Sehr geehrte Einsatzkräfte,

sehr geehrter Herr Präsident der THW-Bundesvereinigung Gerster, lieber Martin,

sehr geehrter Herr Präsident Friedsam,

sehr geehrter Herr Präsident Tiesler,

sehr geehrter Herr Präsident Romann,

sehr geehrter Herr Präsident Münch,

meine sehr verehrten Damen und Herren, liebe Gäste,

ich heiße Sie herzlich willkommen hier im Bundesinnenministerium und freue mich sehr, dass Sie meiner Einladung gefolgt sind!

Wir sind heute zusammengekommen, um diejenigen zu ehren, die während der Flutkatastrophe im vergangenen Jahr Außerordentliches geleistet haben, um anderen zu helfen.

Anderen helfen, das klingt erstmal sehr einfach, geradezu selbstverständlich. Und ja, dass wir uns gegenseitig helfen, das ist ein Grundpfeiler unserer Gesellschaft. Ein Grundpfeiler für gute Nachbarschaft, für Freundschaften und für den Zusammenhalt in unserem Land.

Aber dann gibt es auch noch die Hilfe, die eben nicht selbstverständlich ist. Hilfe, die weit über die normale Hilfsbereitschaft hinausgeht. Hilfe, bei der Menschen an ihre eigenen Grenzen und sogar darüber hinaus gehen, um andere zu retten.

Und diese Art von Hilfe, diese außergewöhnliche Hilfe, haben Sie während der Flutkatastrophe im Juli 2021 geleistet, liebe Einsatzkräfte.

Sie haben geholfen, als tausende Menschen die wohl schlimmsten Stunden ihres Lebens erlebt haben.

Sie haben geholfen, als Straßen zu reißenden Flüssen wurden. Als die unglaubliche Kraft des Wassers alles mit sich gerissen hat: Häuser, Brücken, Schulen, Autos – und auch Menschen.

Sie haben geholfen, als viele bis zum Hals im Wasser standen.

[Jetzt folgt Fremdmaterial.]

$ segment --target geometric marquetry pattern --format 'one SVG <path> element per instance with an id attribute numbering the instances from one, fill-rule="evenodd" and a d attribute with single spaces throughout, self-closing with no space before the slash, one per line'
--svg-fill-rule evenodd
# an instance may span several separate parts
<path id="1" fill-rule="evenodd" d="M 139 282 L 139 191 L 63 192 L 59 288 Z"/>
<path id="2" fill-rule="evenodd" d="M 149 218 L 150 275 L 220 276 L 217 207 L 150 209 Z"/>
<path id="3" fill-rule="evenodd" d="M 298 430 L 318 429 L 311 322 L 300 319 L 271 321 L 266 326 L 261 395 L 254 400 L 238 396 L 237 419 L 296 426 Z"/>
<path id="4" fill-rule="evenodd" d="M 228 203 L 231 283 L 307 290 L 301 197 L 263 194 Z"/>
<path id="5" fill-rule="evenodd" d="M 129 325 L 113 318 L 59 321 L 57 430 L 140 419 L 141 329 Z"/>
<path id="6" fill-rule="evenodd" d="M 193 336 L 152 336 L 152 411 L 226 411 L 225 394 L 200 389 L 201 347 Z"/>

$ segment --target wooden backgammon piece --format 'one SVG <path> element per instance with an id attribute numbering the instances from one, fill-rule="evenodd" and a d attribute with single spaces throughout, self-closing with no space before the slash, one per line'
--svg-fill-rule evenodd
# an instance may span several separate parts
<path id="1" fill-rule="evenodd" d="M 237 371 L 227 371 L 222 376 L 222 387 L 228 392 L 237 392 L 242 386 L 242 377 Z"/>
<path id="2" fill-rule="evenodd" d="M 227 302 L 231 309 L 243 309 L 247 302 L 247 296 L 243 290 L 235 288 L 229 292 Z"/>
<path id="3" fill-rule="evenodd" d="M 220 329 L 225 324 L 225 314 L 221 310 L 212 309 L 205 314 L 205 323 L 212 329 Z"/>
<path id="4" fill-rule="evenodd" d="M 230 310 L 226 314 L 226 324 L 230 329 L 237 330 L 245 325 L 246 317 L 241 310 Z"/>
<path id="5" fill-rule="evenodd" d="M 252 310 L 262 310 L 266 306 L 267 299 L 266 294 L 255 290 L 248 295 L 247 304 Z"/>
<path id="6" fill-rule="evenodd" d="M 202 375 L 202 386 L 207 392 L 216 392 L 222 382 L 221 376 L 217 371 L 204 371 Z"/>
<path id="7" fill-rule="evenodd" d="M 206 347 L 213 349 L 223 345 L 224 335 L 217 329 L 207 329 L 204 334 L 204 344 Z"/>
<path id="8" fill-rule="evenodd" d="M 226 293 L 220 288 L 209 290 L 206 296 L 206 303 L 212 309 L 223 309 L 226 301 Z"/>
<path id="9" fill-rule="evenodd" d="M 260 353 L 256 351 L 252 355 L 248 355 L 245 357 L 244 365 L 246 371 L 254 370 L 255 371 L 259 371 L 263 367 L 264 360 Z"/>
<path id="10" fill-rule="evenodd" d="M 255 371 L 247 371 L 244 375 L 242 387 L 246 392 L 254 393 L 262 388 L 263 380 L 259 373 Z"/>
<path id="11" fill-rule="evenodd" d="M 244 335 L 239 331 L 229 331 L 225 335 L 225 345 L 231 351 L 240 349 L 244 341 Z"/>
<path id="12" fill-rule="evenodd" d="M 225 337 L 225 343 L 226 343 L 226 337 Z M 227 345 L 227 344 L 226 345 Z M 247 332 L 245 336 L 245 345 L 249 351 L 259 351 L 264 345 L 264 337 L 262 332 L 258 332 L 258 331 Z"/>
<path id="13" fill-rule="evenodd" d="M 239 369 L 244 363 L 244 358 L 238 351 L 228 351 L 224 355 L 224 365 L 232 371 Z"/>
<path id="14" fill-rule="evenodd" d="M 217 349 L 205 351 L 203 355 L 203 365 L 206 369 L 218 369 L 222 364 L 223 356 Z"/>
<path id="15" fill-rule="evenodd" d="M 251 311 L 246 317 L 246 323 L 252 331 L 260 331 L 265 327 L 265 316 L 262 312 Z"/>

Ihr Zuhause verloren haben. Dabei zusehen mussten, wie ihre wirtschaftliche Existenz überflutet wird. Und zum Teil schwer verletzt wurden.

Ob als Helferin und Helfer des Technischen Hilfswerks, als Angehörige des Bundesamtes für Bevölkerungsschutz und Katastrophenhilfe, des Bundeskriminalamtes oder der Bundespolizei, ob bürgerschaftlich engagiert oder privat:

Sie haben Menschenleben gerettet. Sie standen den Betroffenen zur Seite. Sie haben die Menschen mit Lebensmitteln versorgt. Sie haben organisiert, koordiniert und Unglaubliches geleistet bei der Identifizierung von Flutopfern. Bei der psychosozialen Unterstützung der Überlebenden. Bei der technischen Beratung, bei der Unterstützung verschiedener Einsatzabschnitte und bei der Sicherung existentieller Grundbedürfnisse. Bei der Vernetzung von Hilfsangeboten, bei den Aufräumarbeiten, bei der Wiederherstellung kritischer Infrastruktur. Bei Logistik, Brückenbau und in unzähligen weiteren Bereichen!

Es ist ganz sicher so, dass Helfen ein wichtiger Teil Ihrer persönlichen Überzeugung ist, Ihres Berufes und Ihres ehrenamtlichen Engagements.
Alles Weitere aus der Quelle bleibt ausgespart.